Correction: Earlier versions of this article inaccurately described a plaque that hangs from the outer wall of the Hotel Monaco in Old Town Alexandria. The plaque commemorates the death of the hotel owner at the hands of Union troops, but does not say that he was shot after he killed a Union soldier who had just removed a Confederate flag from the hotel roof. The original article also included inaccurate information about the name of the groups that paid for and installed the plaque. The article has been corrected.

The Confederate Memorial Statue, "Appomattox," is at the intersection of South Washington and Prince streets. (Dayna Smith/The Washington Post)

The Alexandria City Council voted unanimously Tuesday to ban the flying of Confederate flags by the city and will form a citizens committee to study whether to rename streets named for Southern military leaders.

The action does not outlaw parades or forbid spectators to wave Rebel flags, council members said.
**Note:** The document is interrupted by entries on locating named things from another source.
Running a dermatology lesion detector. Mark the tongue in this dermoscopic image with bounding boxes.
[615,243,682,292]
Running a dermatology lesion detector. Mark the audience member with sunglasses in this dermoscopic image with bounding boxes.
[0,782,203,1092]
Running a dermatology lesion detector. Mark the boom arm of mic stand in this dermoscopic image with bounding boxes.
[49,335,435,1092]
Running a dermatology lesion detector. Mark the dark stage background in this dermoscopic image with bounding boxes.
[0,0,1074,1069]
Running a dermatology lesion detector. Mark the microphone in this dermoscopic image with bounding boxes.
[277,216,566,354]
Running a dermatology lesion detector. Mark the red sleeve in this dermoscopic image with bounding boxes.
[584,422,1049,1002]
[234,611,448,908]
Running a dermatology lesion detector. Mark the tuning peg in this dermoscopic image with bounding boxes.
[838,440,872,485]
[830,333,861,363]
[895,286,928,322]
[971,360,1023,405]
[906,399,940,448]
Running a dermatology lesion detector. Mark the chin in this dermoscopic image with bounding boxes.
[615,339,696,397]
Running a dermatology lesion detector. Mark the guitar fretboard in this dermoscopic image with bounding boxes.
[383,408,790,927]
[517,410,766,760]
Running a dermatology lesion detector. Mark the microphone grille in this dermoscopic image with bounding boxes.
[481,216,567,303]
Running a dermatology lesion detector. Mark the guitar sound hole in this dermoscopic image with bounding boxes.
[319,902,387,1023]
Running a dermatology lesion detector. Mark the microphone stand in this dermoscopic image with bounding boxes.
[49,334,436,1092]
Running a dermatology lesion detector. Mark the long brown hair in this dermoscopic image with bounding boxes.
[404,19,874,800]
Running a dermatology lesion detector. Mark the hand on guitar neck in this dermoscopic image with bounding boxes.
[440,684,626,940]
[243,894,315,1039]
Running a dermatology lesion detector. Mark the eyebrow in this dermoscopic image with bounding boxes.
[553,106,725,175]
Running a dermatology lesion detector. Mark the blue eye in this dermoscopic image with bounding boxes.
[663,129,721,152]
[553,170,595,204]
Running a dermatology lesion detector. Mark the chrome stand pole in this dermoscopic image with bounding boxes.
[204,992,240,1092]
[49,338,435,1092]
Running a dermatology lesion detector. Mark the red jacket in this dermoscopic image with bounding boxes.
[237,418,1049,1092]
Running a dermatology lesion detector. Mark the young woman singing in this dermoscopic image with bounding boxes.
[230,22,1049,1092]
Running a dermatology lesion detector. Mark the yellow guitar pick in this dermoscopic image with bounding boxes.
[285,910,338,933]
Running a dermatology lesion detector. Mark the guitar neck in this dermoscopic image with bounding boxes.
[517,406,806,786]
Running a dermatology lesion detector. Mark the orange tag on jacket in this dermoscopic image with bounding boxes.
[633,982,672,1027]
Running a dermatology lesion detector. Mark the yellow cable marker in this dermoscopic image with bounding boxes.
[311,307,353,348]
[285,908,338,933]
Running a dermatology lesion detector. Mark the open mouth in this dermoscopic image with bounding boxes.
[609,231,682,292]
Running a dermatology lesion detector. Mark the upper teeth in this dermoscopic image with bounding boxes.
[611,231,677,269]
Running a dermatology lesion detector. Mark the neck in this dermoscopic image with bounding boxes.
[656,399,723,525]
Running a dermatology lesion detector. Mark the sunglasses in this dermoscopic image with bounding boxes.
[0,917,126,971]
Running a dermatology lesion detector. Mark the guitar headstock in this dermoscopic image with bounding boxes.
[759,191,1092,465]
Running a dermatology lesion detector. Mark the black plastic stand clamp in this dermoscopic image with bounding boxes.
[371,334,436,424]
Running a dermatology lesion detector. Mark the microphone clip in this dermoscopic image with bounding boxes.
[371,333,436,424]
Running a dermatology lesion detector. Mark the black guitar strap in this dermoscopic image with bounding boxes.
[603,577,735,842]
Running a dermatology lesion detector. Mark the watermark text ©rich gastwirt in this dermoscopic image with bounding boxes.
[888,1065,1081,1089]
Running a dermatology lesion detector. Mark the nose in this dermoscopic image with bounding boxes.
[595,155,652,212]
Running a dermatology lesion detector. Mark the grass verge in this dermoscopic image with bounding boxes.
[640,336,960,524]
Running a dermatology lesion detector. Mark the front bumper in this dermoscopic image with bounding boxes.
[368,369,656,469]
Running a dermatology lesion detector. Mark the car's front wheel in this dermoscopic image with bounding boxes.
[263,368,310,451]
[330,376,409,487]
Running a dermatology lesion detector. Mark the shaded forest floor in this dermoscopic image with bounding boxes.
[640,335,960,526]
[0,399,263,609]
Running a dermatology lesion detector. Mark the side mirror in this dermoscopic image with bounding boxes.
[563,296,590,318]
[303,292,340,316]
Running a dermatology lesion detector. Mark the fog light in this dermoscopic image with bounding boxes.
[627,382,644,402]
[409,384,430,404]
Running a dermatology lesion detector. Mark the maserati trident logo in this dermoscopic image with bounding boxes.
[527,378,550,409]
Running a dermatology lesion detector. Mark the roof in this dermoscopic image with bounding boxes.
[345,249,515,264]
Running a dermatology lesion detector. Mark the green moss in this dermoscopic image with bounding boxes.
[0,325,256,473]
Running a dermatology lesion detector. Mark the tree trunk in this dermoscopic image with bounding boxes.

And the waving of other nations’ flags by groups such as those that celebrate Irish or Scottish history will be allowed. But the era of city employees raising a Confederate flag on Gen. Robert E. Lee’s birthday and Confederate Memorial Day is over.

The presence of Confederate symbols in Alexandria extends far beyond the memorial statue to the Southern war dead that greets northbound travelers on Washington Street in Old Town.

Still unsettled is what will become of the name of U.S. 1, otherwise known as Jefferson Davis Highway. More than 33 streets and a public elementary school are named after Confederate military leaders. A plaque at a prominent Old Town corner presents a skewed account of a shooting at the start of the Civil War. In the council’s own chambers, a portrait of Lee hangs across the room from a portrait of George Washington.

Alexandria’s elected leaders were prodded into action by the shooting of nine worshipers in an African American church in Charleston, S.C., and that state’s subsequent decision to remove the Confederate flag from its capitol grounds. City officials agreed that now is the time to reconsider how Alexandria observes its history, which includes lynchings and slave trading as well as George Washington’s favorite tavern.

“While we’re a Southern town, this is a part of our history that should not be celebrated all these many years later,” Mayor William D. Euille (D) said in July.

But that leaves the matter of the other memorials and symbols.

In a memo to the council last month, City Manager Mark Jinks said the city has full authority over the flag raising and the chamber’s Lee portrait. But limiting flags to the U.S., Virginia and city ones means that Alexandria couldn’t fly the Irish and Red Cross flags, which it does for celebrations each March, he said.

The city’s Appomattox statue of the sad Confederate soldier cannot be removed without the authorization of the General Assembly, Jinks said.

While the General Assembly named Jefferson Davis Highway in 1922, the stretch of the road in Alexandria was called River Road until the council changed it in 1952. The city attorney believes the council has the power under its charter to change the highway’s name again, but neighboring Arlington County does not have charter authority, so it would have to get approval from the legislature.

“It would be logical to jointly decide on the same new name for that stretch of Jefferson Davis Highway,” Jinks wrote.

The 1953 City Council renamed and renumbered many streets west of Old Town when it annexed what is now known as the West End. At the time, it established the protocol of naming north-south streets after Confederate military leaders, such as Gen. G.T. Beauregard, spy Frank Hume, Maj. Eli Hamilton Janney, Gen. Jubal Early and many more. In addition to the 33 streets known to be named after Southern military men, another 30 streets may have Confederate-related names, but historical documentation is lacking.

The name of Maury Elementary School, honoring Matthew Fontaine Maury, who was responsible for Southern seacoast defenses, resides with the city’s school board.

The Lee Center, which houses the city’s fire training center and a number of administrative offices, is on the site of the former Robert E. Lee Elementary School, which closed in 1978. But it is connected to the Nannie J. Lee Recreation Center, which is named for a notable African American teacher and the city staff can’t determine which Lee was being honored by the center’s name.

Finally, the plaque attached to the outer wall of what is now Hotel Monaco, on the corner of King and Pitt streets, commemorates the 1861 death of the owner of what was then the Marshall House hotel. The hotel owner was shot by Union troops, after he shot a Union officer who had just removed a giant Confederate flag that was flying from the hotel roof. The plaque does not mention the Union officer’s death.

The plaque was paid for and installed by the United Daughters of the Confederacy and the Sons of Confederate Veterans, according to a spokesman for the latter group.

It is considered a memorial for war veterans, and cannot be removed without the consent of Virginia’s General Assembly.

The city previously announced plans to erect a more historically accurate report of what happened at the hotel, an effort that should be completed within the next six months and is part of a broader effort to create a series of “mini-kiosks” of history along King Street.